Submitted to: Meeting Abstract
Publication Type: Abstract Only
Publication Acceptance Date: December 7, 2009
Publication Date: December 8, 2009
Citation: Pantin Jackwood, M.J., Afonso, C.L., Miller, P.J. 2009. Newcastle disease: New challenges in diagnostic and vaccination [abstract]. 44th United States-Japan Cooperative Program in Natural Resources, November 30-December 5, 2009, Tsukuba, Japan. p. 33. Technical Abstract: Since the discovery of Newcastle disease virus (NDV) in 1926, nine genotypes of class I viruses and ten of class II have been identified, representing a diverse and continually evolving group of viruses. The emergence of new virulent genotypes during global epizootics and the year-to¬ year changes observed in NDV of low and high virulence implies that different genotypes of NDV are simultaneously evolving in different geographic locations across the globe. This large genomic diversity together with the high mobility of wild avian hosts creates challenges for vaccination and diagnostics.
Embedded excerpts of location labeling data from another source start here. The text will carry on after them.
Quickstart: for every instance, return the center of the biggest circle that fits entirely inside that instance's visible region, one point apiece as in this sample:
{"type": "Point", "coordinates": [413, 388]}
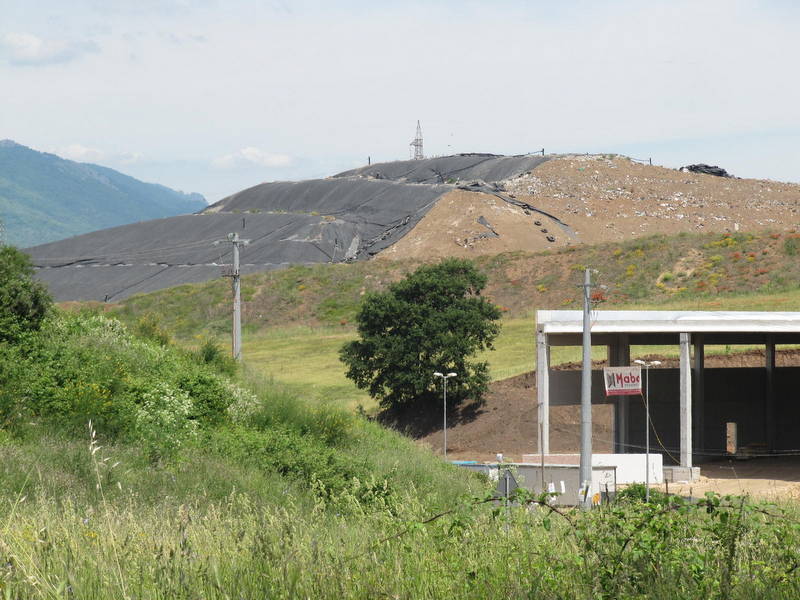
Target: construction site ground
{"type": "Point", "coordinates": [507, 423]}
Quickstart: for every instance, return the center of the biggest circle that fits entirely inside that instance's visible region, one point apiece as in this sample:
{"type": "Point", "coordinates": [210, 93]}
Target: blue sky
{"type": "Point", "coordinates": [214, 96]}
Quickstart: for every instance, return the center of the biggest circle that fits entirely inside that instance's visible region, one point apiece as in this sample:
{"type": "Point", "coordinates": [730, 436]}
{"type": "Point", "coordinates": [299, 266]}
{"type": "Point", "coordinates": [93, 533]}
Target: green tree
{"type": "Point", "coordinates": [433, 320]}
{"type": "Point", "coordinates": [24, 302]}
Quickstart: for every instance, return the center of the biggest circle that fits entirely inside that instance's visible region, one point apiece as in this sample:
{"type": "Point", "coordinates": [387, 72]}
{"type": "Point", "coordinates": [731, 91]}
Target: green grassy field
{"type": "Point", "coordinates": [306, 358]}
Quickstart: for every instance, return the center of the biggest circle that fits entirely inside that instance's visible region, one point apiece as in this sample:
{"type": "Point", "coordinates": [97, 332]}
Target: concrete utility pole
{"type": "Point", "coordinates": [586, 394]}
{"type": "Point", "coordinates": [232, 271]}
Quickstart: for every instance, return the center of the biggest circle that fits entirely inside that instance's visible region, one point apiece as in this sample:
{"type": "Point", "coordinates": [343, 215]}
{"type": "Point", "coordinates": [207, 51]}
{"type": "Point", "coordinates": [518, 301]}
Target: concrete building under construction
{"type": "Point", "coordinates": [692, 406]}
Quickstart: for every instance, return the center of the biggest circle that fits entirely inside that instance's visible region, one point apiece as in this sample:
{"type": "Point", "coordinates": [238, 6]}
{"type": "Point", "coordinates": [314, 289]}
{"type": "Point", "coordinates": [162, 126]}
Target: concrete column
{"type": "Point", "coordinates": [686, 401]}
{"type": "Point", "coordinates": [543, 391]}
{"type": "Point", "coordinates": [619, 355]}
{"type": "Point", "coordinates": [698, 400]}
{"type": "Point", "coordinates": [769, 394]}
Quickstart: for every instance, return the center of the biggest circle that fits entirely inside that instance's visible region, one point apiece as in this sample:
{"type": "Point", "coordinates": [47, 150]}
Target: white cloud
{"type": "Point", "coordinates": [26, 49]}
{"type": "Point", "coordinates": [254, 156]}
{"type": "Point", "coordinates": [81, 153]}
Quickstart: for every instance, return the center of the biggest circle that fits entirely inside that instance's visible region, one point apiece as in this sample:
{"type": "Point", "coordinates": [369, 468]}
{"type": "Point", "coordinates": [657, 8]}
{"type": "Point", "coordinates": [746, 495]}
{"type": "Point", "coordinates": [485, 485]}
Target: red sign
{"type": "Point", "coordinates": [623, 381]}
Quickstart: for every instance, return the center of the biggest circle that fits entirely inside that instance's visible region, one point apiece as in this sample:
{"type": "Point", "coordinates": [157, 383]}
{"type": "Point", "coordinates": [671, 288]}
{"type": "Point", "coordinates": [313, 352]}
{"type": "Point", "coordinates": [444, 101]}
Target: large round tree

For example, in the United States, the widely used real-time reverse transcription polymerase chain reaction (RRT-PCR) matrix gene assay for identification of NDV often fails to detect low virulence viruses from waterfowl, while the RRT-PCR fusion gene assay, used to identify virulent isolates, often fails to detect certain virulent NDV genotypes. In addition to biosecurity, prevention of Newcastle disease (ND) includes immunization with inactivated or live ND virus vaccines. Inactivated vaccines are not as effective as live attenuated viruses in inducing a mucosal immune responses and neither prevents virulent viruses from effectively replicating in vaccinated birds and being shed into the environment. The puzzling persistence of virulent NDV in poultry despite continued worldwide vaccination and the emergence of new strains of increased virulence worldwide suggest that vaccination may have failed to prevent the emergence and maintenance of highly virulent forms. Phylogenetic analysis of field samples reveal evidence of evolutionary shift likely caused by vaccination. Furthermore, here we present evidence that current vaccines, which were developed approximately 50 years ago, are not as effective as antigenically matched vaccines in preventing viral replication, shedding and transmission. Different approaches are being used as a solution to this loss in vaccine effectiveness by the improvement of the immunogenic response to NDV based on antigenic matching.